BELUM lagi jelas perkembangan cerita pemecatan dua pejabat
tinggi Dirbin Film Deppen, drs Sunaryo St dan Narto Erawan
(TEMPO 21 Januari 1978), tiba-tiba kedua pejabat itu sudah
diberi pula jabatan baru.
Lewat instruksi Dirjen Radio Film dan Televisi (RTF), sejak 30
Januari yang lalu, drs Sunaryo St mendapit kedudukan baru
sebagai Anggota Satuan Tugas Penangan Pembuatan Film Proyek
Mass Media Perfilman. Sedang Narto Erawan diperbantukan pada
Kepala Bagian Penyusunan Program dan Laporan Sekretariat
Dirjen RTF. Apakah pengangkatan tersebut berarti rehabilitasi
terhadap nama baik kedua pejabat yang diberhentikan dengan
tuduhan melakukan pemalsuan surat-surat rekomendasi?
Haji Ismael Hassan SH, Direktur Bina Humas Deppen memberikan
jawaban: "Ini mutasi saja, dan kejadian macam. ini sudah hal
yang lumrah. Lagi pula kami tidak pernah merasa mencemarkan nama
baik mereka."
Ismael memang boleh tidak merasa mencemarkan nama baik kedua
pejabat Deppen itu, tapi Sunaryo St berpendapat lain. Ia
kabarnya menilai pemecatan dan penjelasan humas Deppen
(ditandatangani oleh H. Ismael Hassan SH) sebagai "pukulan yang
luar biasa serta dirasakan sebagai suatu keaiban yang menodai
pengabdian kami selaku pegawai negeri . . ." Ia sudah
menjelaskan duduk perkaranya kepada Menteri Penerangan a.i.
Sudhannono SH.
Tapi dari Ismael Hassan juga diperoleh keterangan bahwa
pemeriksaan atas diri kedua pejabat itu masih terus berlangsung.

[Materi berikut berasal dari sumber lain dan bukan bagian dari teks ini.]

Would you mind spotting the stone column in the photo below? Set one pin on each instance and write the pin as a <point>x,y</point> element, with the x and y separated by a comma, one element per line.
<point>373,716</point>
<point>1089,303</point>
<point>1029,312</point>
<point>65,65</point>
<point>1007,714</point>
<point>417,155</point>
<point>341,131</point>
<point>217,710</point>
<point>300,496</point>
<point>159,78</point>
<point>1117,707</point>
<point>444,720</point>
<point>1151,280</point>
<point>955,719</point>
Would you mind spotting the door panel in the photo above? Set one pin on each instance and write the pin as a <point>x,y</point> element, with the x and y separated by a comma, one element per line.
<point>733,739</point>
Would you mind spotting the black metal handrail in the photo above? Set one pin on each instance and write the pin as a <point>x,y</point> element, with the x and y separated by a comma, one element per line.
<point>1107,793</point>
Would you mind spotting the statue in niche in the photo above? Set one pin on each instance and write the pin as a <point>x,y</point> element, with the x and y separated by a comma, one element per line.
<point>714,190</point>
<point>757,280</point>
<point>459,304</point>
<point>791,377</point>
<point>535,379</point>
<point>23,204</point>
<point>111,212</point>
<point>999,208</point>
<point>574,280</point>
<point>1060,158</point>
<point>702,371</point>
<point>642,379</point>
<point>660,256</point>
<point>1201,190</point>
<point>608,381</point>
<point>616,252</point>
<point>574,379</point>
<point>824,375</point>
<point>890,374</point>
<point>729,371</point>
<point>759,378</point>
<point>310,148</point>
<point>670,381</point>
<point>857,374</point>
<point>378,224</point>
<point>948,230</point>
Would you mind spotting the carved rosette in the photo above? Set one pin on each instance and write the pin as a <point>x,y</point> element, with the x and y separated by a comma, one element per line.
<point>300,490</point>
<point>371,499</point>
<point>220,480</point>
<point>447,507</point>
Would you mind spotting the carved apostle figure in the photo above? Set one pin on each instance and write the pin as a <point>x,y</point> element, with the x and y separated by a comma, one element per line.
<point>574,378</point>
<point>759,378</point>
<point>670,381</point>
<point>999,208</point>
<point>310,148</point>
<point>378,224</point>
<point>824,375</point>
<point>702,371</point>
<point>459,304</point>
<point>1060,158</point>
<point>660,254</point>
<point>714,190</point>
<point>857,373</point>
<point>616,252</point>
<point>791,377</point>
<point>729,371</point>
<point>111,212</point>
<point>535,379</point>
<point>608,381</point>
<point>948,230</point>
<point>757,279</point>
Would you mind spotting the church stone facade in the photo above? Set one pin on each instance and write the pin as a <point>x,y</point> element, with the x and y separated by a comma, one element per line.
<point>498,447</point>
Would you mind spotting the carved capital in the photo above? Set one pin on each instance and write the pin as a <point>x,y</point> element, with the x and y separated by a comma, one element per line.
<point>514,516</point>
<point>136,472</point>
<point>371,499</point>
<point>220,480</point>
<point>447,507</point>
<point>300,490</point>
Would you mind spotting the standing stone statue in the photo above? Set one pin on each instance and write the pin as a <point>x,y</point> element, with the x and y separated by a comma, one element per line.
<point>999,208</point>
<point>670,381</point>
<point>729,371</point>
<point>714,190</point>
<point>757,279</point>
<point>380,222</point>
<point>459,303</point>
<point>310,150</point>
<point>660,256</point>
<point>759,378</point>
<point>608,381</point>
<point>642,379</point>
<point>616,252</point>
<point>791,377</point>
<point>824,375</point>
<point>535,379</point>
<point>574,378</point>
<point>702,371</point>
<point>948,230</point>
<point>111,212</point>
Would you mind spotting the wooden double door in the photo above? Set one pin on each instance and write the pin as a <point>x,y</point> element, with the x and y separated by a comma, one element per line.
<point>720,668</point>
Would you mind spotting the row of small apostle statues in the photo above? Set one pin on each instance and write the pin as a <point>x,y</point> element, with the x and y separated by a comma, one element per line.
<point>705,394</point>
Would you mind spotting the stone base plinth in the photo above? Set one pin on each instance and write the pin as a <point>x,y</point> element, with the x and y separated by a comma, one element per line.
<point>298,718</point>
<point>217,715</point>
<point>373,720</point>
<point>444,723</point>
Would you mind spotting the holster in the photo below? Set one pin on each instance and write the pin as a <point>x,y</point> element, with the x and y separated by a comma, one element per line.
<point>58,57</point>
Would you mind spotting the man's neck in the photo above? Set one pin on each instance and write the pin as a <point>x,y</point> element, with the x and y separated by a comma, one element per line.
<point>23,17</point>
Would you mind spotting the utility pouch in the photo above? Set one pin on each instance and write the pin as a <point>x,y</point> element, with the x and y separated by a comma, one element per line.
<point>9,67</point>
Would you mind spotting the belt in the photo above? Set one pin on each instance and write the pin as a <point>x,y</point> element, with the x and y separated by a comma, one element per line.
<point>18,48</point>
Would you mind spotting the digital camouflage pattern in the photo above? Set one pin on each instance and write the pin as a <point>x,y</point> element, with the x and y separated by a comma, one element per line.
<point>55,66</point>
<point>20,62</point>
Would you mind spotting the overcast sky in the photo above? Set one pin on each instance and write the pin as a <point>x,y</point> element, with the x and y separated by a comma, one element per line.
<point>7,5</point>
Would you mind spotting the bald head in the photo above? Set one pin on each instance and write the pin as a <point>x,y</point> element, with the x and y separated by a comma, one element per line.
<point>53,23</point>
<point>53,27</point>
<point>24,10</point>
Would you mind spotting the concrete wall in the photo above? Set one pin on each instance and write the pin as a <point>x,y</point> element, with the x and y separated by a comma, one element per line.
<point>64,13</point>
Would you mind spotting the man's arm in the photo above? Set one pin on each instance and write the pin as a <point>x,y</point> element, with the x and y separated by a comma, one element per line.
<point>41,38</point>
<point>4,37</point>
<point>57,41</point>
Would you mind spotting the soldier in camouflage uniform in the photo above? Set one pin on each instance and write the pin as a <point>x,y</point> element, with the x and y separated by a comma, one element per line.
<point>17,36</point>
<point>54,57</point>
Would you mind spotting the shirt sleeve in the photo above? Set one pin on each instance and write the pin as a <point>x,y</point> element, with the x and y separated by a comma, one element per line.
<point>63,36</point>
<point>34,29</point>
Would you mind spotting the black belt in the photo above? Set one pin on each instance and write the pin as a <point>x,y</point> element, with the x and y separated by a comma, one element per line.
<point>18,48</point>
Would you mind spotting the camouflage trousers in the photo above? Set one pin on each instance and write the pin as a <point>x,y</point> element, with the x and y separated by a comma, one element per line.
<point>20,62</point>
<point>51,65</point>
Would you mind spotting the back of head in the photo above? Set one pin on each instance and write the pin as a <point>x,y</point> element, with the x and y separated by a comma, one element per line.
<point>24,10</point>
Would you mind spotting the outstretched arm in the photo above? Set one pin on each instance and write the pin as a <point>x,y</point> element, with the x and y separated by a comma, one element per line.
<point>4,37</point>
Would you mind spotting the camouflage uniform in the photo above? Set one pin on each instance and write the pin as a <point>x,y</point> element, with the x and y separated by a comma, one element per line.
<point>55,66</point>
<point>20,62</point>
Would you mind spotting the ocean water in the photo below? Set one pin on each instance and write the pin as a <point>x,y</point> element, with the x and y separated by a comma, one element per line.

"Mereka tetap datang ke kantor untuk melancarkan jalannya
pemeriksaan terhadap penyimpangan yang mereka lakukan," kata
Ismael kepada Widi Yarmanto dari TEMPO. Setelah bebrapa hari
dilakukan pemeriksaan sudahkah diketahui kesalahan mereka di
"Vonnis memang belum dijatuhkan, jadi masih belum diketahui
salah tidaknya mereka," jawab Ismael.
Kalau belum diketahui salah tidaknya, mengapa dipecat? Dan
setelah dipecat, proses pemeriksaan belum selesai, sudah diberi
jabatan baru lagi? "Mereka itu tidak dipecat, cuma dimutasikan.
Dan sebagai pegawai Deppen, wajar kalau mereka dapat tugas. Kami
tidak ingin melihat pengangguran dalam departemen," jawab Ismael
Hassan.
Bagaimana tanggapan drs Sunaryo St dan Narto Erawan terhadap
keputusan baru atas diri mereka itu? Wartawan TEMPO yang
berhasil menemui Sunaryo ternyata gagal mendapatkan tanggapan
dari bekas Direktur Bina Film itu, "Ada ketentuan bahwa kita
tidak boleh memberikan keterangan kepada pers," katanya lesu.
Konsensus Diam
Sudah tentu sulit untuk mengecek kebenaran persoalan ini jika
para pejabat Deppen sudah mencapai konsensus untuk tidak memberi
keterangan kepada pers mengenai kasus Sunaryo dan Narto.
Satu-satunya jawaban yang diperoleh TEMPO datangnya dari
Zulharmans, Direktur PT Peredaran Film Nasional (Perfin). Kata
Zulharmans: "Pemberhentian dari jabatan atas seorang pejabat
oleh atasannya adalah lumrah, namun untuk saya, release itu
terasa sangat drastis, karena ia justru mengundang trial by the
press, suatu hal yang melanggar hak asasi seseorang."
Sehubungan dengan disebut-sebutnya nama bekas Menpen Mashuri SH
dalam kasus kekisruhan film impor dewasa ini, Zulharmans -
sebagai orang yang dekat dengan Mashuri, menegaskan: "Saya tidak
percaya bahwa beliau terlibat dalam hal sogok menyogok. Di
samping soal itu pasti melanggar sumpah dan menghinakan diri
sebagai pejuang, hal itu juga tidak terlihat dalam tata
kehidupan beliau yang saya lihat cukup sederhana."